We Are Not Ourselves by Matthew Thomas. I found this novel very moving. It is about three-generations of an Irish-American family, and begins by concentrating on Eileen Tumulty’s childhood in Queens with alcoholic parents. Eileen has drive and wants a better a life for herself, although she feels that as a woman her options are limited, so becomes a nurse. She meets and marries Ed Leary, from a similar background, who is a scientist who studies the brain, yet remains teaching at a community college in the Bronx to help students from poor backgrounds. They have a son, Connell. In midlife, things begin to go wrong with Ed, and the reader figures it out long before Ed and Eileen do – that Ed has early-onset Alzheimers. He is in the full throes of it by his early fifties, and the novel shows how Eileen deals with it, and her rigorous care of Ed, and then how Connell backs away. I think Thomas gets Ed just right; Eileen doesn’t always ring true to me. I don’t think he was able to make her as human as she should have been—she wants to do the right thing and help Ed keep his dignity, but Thomas isn’t able to really portray her in the depth that the novel deserves. I also didn’t like Connell so much and was always a little exasperated when I got to a Connell chapter. But perhaps that is me—I find it hard to muster much enthusiasm for teenage boys. It’s a sad book but also very well done. And towards the end Connell finds a letter from his father which will turn you to mush. It is a novel that is well worth reading.

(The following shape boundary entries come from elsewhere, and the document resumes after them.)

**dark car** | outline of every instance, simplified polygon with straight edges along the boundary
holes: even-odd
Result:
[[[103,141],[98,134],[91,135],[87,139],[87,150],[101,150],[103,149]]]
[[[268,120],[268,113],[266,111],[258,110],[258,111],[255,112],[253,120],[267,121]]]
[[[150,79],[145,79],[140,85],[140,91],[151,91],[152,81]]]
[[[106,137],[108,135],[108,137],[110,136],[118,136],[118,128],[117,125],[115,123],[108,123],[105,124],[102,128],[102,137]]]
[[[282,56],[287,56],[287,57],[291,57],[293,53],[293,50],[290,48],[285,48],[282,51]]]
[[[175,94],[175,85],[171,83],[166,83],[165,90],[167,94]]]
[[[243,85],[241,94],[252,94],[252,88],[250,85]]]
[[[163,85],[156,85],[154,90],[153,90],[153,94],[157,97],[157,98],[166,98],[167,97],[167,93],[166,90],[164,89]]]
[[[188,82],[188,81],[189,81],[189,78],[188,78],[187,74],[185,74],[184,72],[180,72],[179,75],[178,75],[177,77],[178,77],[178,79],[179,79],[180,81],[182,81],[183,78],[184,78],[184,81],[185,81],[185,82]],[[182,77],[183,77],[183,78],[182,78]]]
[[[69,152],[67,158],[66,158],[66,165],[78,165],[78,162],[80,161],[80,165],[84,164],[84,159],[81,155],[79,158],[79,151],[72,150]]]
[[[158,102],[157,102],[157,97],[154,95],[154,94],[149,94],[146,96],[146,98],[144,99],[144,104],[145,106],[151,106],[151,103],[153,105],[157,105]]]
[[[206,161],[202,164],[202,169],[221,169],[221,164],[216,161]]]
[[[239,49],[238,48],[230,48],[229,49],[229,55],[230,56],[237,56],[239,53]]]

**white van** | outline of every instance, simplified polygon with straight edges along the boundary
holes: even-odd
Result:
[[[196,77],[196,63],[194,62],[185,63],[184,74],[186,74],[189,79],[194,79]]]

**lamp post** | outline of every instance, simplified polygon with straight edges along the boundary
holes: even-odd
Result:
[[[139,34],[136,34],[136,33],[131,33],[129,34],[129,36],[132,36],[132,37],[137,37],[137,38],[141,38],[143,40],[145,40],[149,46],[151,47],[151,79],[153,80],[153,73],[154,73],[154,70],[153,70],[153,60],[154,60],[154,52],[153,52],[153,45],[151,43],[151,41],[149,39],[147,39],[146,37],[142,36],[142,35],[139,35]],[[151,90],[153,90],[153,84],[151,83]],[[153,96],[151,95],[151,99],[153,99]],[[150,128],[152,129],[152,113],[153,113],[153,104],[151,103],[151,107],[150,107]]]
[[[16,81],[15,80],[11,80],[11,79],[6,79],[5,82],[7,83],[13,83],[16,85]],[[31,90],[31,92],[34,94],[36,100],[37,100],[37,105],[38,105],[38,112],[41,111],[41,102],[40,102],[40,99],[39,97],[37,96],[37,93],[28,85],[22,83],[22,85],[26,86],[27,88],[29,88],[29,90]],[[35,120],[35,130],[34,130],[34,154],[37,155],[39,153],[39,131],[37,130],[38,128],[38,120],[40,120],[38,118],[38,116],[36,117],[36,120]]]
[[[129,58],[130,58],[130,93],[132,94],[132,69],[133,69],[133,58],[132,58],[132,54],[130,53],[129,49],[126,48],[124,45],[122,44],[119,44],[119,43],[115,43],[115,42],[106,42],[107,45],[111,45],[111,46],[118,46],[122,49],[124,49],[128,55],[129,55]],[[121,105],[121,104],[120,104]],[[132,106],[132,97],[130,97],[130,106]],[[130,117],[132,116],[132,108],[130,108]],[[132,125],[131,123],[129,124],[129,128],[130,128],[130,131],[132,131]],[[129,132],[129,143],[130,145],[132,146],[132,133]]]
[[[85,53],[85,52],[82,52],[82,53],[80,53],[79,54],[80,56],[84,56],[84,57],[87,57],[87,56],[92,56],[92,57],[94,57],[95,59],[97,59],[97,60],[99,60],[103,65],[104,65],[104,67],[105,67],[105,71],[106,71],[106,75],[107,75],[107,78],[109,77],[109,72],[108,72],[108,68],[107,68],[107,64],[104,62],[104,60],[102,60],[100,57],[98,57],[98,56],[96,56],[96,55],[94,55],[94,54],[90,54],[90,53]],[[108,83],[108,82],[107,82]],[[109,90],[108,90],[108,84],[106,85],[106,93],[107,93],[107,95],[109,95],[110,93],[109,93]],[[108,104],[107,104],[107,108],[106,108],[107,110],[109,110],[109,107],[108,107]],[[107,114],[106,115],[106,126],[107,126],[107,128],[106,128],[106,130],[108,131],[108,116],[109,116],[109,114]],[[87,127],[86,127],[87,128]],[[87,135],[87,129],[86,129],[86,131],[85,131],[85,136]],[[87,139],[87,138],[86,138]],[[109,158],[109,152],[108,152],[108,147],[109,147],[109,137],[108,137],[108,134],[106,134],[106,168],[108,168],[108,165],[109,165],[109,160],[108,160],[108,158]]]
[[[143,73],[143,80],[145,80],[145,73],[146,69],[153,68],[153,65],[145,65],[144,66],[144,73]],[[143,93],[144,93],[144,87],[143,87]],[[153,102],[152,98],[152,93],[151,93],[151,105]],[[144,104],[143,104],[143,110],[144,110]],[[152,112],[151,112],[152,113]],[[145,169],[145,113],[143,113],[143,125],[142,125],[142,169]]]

Wilde Lake by Laura Lippman. I came late to Lippman, and I’ve never read her much-praised “Tess Monaghan” mysteries, although I have vague plans to do so. I’ve read her last seven or so mysteries that aren’t part of that series, and she was really the writer who made me realize that a good mystery is a good novel. She is a really good writer, and her mysteries are all over the place scenario-wise; well, most take place in Maryland, but you never know what kind of person she is going to create, and all are so realistic and interesting. In this one, the main voice is that of Lu Bryant, a newly elected state’s attorney who is presented with her first murder of this job. The chapters are interspersed with the present day and her work on the case, to first-person chapters of Lu growing up in a single-parent household with her father and brother. Eventually the past and the present intersect, and Lu has to figure out what to do with the collision of personal and professional. There are several incidents in her past which become relevant to this investigation, and my one criticism of the book is that at times I had trouble keeping them straight—but that is in part because Lu, who was 8 years younger than her brother, didn’t understand things that are clear to the reader. It’s a layered mystery and a good read.